7. It just has to function.

Bullet journaling.. I see a lot of newbies get stressed tf out because their pages aren’t artistic and amazing like all of the ones you see on Instagram or r/bulletjournal.

People forget it can be minimalist and still function well… it’s whatever you make it. No need to live up to anyone else’s standard.

6. It takes practice.

I’ll add camping – people bring next to nothing gear wise and think they hate camping. Of course you do! You’re uncomfortable and didn’t bring things to do. You don’t win anything by doing everything bare-bones.

People will go camping for a week and bring a bunch of shit to survive an apocalypse but don’t do anything for comfort. Meanwhile, my ass vacuum seals a goddamn body pillow and comforter, a solar charger for my kindle, and (one time) a coloring book and markers.

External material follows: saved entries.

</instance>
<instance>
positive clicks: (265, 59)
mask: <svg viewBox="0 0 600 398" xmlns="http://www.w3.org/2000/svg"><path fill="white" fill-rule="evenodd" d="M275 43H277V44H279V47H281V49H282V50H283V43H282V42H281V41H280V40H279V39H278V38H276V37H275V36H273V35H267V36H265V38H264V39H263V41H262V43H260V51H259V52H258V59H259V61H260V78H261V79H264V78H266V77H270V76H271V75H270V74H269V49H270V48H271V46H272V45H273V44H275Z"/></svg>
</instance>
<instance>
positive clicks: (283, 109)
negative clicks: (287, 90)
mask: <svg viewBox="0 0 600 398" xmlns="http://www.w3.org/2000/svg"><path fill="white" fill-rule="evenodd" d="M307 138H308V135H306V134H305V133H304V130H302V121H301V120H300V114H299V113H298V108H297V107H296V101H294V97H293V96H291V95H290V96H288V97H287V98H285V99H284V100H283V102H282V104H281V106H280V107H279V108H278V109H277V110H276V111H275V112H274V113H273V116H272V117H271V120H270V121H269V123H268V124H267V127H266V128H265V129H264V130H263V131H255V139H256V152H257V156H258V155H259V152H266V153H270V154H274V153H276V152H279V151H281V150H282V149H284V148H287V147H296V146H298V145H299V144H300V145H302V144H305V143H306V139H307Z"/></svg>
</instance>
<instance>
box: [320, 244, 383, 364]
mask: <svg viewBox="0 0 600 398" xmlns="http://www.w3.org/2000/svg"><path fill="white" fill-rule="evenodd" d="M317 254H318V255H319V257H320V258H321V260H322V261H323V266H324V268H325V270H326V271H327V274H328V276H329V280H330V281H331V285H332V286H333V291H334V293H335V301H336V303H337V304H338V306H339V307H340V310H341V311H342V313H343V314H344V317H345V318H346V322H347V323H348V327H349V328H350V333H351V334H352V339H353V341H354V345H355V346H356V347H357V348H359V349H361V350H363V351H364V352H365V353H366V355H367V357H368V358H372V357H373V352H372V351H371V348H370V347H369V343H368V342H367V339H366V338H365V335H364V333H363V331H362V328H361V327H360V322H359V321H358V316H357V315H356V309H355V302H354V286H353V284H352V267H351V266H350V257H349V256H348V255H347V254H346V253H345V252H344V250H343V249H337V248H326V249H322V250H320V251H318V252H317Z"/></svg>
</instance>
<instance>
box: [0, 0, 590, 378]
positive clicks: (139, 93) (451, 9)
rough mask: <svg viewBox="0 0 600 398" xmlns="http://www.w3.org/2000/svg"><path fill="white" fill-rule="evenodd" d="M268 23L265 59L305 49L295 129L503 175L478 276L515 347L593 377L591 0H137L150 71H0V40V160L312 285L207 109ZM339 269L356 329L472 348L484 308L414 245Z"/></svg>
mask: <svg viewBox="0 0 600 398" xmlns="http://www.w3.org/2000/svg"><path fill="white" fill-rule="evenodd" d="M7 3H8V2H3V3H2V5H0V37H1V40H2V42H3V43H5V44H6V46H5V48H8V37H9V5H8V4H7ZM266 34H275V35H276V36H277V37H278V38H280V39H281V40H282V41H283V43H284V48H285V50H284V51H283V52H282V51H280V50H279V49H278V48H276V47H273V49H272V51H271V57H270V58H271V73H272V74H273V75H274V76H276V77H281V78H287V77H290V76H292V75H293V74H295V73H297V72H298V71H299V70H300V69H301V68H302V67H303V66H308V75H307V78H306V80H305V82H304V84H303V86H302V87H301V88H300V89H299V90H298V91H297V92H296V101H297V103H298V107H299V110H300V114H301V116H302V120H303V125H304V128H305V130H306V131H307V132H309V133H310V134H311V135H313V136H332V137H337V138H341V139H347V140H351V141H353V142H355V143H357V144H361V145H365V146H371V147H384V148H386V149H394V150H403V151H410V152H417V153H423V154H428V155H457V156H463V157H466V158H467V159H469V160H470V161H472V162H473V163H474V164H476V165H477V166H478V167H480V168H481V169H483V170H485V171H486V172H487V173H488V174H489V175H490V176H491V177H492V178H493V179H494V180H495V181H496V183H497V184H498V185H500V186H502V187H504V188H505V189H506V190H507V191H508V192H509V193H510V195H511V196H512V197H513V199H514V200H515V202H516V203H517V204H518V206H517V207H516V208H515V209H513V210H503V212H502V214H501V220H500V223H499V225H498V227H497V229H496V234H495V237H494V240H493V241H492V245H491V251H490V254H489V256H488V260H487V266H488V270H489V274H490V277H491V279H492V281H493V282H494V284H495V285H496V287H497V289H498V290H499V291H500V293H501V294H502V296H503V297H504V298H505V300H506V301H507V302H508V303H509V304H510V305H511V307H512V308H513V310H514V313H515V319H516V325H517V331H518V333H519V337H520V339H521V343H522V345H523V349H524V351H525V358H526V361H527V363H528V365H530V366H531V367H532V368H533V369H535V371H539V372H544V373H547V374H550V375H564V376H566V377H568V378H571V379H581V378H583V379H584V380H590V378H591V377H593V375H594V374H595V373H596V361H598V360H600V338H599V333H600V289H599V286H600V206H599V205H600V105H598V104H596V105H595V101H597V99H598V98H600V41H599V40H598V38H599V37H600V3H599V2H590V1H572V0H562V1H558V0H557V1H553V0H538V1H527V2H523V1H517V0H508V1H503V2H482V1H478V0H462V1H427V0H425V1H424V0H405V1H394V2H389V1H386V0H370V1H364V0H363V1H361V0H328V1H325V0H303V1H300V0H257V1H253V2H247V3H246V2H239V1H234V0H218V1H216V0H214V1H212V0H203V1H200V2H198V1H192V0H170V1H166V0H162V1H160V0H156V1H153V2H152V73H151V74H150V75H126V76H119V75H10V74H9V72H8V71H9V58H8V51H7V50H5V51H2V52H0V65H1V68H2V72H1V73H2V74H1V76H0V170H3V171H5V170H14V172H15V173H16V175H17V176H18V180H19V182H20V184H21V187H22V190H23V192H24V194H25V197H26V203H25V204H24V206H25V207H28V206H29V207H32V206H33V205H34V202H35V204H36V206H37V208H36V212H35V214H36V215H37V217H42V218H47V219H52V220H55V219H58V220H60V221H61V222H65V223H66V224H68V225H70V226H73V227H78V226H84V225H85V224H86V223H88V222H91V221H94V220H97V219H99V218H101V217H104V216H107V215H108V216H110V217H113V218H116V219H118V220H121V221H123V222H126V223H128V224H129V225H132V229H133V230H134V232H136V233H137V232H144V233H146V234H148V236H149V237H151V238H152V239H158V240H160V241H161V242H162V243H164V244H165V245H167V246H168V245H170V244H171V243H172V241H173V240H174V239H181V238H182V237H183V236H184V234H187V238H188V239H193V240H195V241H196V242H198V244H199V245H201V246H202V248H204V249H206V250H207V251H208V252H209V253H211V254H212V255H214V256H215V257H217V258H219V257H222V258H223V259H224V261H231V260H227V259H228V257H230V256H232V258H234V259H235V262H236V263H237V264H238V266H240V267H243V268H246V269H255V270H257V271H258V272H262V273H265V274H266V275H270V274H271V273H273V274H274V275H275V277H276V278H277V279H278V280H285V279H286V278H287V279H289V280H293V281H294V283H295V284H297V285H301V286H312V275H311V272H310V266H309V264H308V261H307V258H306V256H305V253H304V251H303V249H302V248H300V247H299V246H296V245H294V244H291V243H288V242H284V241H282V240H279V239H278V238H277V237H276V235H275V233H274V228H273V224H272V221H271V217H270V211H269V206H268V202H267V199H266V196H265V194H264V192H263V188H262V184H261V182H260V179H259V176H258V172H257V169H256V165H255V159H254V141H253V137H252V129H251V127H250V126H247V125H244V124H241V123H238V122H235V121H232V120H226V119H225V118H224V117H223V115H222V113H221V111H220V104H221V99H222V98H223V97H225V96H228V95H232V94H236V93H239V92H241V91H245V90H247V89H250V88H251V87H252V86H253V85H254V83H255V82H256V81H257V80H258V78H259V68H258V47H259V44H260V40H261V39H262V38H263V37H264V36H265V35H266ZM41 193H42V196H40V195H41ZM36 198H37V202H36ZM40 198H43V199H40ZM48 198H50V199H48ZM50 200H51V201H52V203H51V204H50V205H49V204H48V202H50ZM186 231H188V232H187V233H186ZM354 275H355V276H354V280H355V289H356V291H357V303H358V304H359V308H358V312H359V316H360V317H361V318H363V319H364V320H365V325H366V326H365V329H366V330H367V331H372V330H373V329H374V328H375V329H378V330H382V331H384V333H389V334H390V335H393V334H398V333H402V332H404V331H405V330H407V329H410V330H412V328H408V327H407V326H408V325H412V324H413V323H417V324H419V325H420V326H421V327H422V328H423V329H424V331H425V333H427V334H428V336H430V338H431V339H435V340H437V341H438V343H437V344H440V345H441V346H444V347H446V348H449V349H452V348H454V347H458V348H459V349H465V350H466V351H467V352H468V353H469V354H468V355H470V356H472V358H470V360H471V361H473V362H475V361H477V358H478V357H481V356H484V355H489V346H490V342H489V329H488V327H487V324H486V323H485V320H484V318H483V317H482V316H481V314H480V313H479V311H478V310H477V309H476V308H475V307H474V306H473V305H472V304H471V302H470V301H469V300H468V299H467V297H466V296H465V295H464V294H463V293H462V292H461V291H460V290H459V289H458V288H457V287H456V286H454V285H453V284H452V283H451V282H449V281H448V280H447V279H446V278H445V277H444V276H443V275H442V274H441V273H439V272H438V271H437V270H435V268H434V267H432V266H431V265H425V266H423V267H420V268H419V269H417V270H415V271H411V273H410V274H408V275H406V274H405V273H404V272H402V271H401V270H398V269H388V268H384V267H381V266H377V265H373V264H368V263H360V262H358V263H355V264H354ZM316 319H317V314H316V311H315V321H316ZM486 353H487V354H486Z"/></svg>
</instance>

I always try to get people new to camping to realize it’s just “advanced sleeping”, you aren’t starting a new civilization from scratch.

5. That’s not a thing.

They always ask, “So who are the good guys?”

And then are shocked when I tell them that there are no good guys in the 41st Millennium.

4. Talk less, smile more.

talking too much to prove what they know.

I have been very guilty of this. someone who is experienced and skilled at a given activity will tend to just shut up and do it, whatever the activity may be

3. The wrong yarn.

Wrong needles for the size yarn they’re using.

Buying yarn because it was pretty/soft/on sale and trying to match it to a project instead of choosing a project and buying the yarn with intent in mind. Since you guys seem fixated on this one in particular, I’m talking about people who buy shitty worsted weight acrylic on sale because “omg the color!” and then don’t understand why it won’t work for that beautiful lace shawl they saw on Rav. Or making a baby blanket out of a yarn that can’t be machine washed/dried. Or buying cotton yarn for a project that needs some stretchiness to it. Beginners rarely understand how the different fabric types and yarn sizes make a huge difference in end result, so there’s a massive difference between an experienced knitter who understands how to use their stash and a beginner who buys whatever and tries to shoehorn it into an unrelated pattern.

“How many skeins/yards of yarn do I need to knit a blanket?”

2. A classic.

“My character is a drow rogue. They are chaotic neutral and stick to the shadows”

I remember when I played my first dnd campaign. Everyone was unexperienced so most of us went with a really standard character. One friend had a dragonborn, outcast chief of his tribe. His mission was to get back to his tribe, form an army by befriending other tribes then win the upcoming war.

I swear to god he was more evil than the big bad evil guy. My character was like twice his size and could snap his neck just by looking at him(and he feared me lol) so sometimes I drifted him to the right direction but I never forget when he abandoned a lost little girl or when he found a bunch of dragonborns who needed help.

F irst he just wanted to kill them and when we convinced him that they would be helpful in the future he put them in a cave somewhere and forgot about them. He is “true neutral”

1. It’s called practice for a reason.

“I tried it but my mind kept wandering off.”

Our minds do that. That’s why we practice meditation – to discipline our minds to stay with the here and now.

This is all great advice on things to avoid, don’t you think?